To develop young red wines there are two processing systems: the classical or traditional and carbonic maceration.

In the vinification by carbonic maceration the grapes are placed whole, with scratch and unpressed, within a vessel so that the transformation of grape sugars into alcohol is carried out by the action of enzymes present in the own grapes without adding yeast. As you complete the process you can go removing the resulting must, to go squashing grapes. Are then separated, pressed and passed malolactic fermentation, between 21ºC and 265º, which converts malic acid to lactic acid, because of the action of lactic acid bacteria, the resulting wine is more smooth and stable. Traditionally, the wines are of deposits to the bottle after fermentation, without an intervening period of barrel aging, and are marketed in their first or second year of life. Floral and fruity wines are the keynote freshness and primary aromas from the grape varieties or breeds used.
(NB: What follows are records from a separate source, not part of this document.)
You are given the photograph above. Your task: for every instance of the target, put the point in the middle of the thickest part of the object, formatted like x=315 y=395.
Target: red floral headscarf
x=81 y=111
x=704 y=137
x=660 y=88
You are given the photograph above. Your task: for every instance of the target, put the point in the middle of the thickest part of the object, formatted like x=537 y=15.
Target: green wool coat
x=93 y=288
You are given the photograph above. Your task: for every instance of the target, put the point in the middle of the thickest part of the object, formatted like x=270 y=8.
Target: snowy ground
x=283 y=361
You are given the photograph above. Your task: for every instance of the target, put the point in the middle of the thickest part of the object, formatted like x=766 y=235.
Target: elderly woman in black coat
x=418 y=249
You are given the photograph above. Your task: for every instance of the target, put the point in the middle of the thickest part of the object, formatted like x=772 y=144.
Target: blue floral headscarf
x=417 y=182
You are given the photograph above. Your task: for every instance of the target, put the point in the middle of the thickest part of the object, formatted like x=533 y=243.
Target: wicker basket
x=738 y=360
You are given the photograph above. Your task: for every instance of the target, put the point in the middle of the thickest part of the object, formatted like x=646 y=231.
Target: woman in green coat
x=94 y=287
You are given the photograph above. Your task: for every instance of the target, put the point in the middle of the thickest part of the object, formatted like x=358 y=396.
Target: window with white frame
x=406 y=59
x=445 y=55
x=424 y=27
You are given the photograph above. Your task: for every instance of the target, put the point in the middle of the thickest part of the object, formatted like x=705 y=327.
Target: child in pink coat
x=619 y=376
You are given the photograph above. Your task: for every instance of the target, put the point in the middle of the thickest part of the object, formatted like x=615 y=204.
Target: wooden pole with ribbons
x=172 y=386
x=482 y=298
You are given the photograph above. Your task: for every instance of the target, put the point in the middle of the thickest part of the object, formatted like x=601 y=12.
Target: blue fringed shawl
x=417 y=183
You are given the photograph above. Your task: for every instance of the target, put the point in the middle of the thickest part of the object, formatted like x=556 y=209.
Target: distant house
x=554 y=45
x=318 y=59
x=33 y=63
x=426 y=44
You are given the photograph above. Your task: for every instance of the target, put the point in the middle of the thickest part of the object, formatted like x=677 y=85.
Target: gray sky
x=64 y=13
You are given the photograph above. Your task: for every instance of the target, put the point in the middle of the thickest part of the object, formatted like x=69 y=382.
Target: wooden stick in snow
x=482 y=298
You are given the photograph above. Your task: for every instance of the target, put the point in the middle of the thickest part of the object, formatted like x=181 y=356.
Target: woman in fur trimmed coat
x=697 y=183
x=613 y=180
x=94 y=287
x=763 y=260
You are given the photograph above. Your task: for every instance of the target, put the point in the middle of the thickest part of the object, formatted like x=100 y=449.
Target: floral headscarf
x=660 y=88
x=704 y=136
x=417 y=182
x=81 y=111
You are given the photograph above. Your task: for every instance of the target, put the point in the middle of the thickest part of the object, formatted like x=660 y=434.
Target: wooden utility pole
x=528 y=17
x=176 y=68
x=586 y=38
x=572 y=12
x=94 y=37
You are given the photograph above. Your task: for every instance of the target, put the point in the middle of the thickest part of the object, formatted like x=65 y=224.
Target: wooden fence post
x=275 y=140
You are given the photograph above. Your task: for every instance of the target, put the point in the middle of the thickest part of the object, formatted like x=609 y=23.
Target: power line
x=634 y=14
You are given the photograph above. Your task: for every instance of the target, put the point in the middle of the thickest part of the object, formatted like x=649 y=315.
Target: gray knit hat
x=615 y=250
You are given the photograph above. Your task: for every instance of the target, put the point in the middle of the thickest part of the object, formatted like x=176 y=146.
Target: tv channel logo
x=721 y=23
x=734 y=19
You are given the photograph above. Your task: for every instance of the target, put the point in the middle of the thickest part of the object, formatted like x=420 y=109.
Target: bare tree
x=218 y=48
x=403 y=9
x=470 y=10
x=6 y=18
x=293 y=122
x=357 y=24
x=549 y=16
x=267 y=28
To make the most of their properties, the young wines should be consumed within one year and a half bottling, and never after the two years following the harvest; wines are not saved, although some, for the grape variety with which they develop, maintain its characteristics until 3 or 4 years later. In any case, after six months, the wine begin to evolve in the bottle, with changes that reduce its initial freshness.

Whatever the type of wine, young wines should be taken into wine glasses. Accompany any vegetable stews, cooked meats of all kinds. They are also for pasta dishes, sausages and semi-hard cheeses. It is recommended to serve at a temperature between 10°C and 15°C.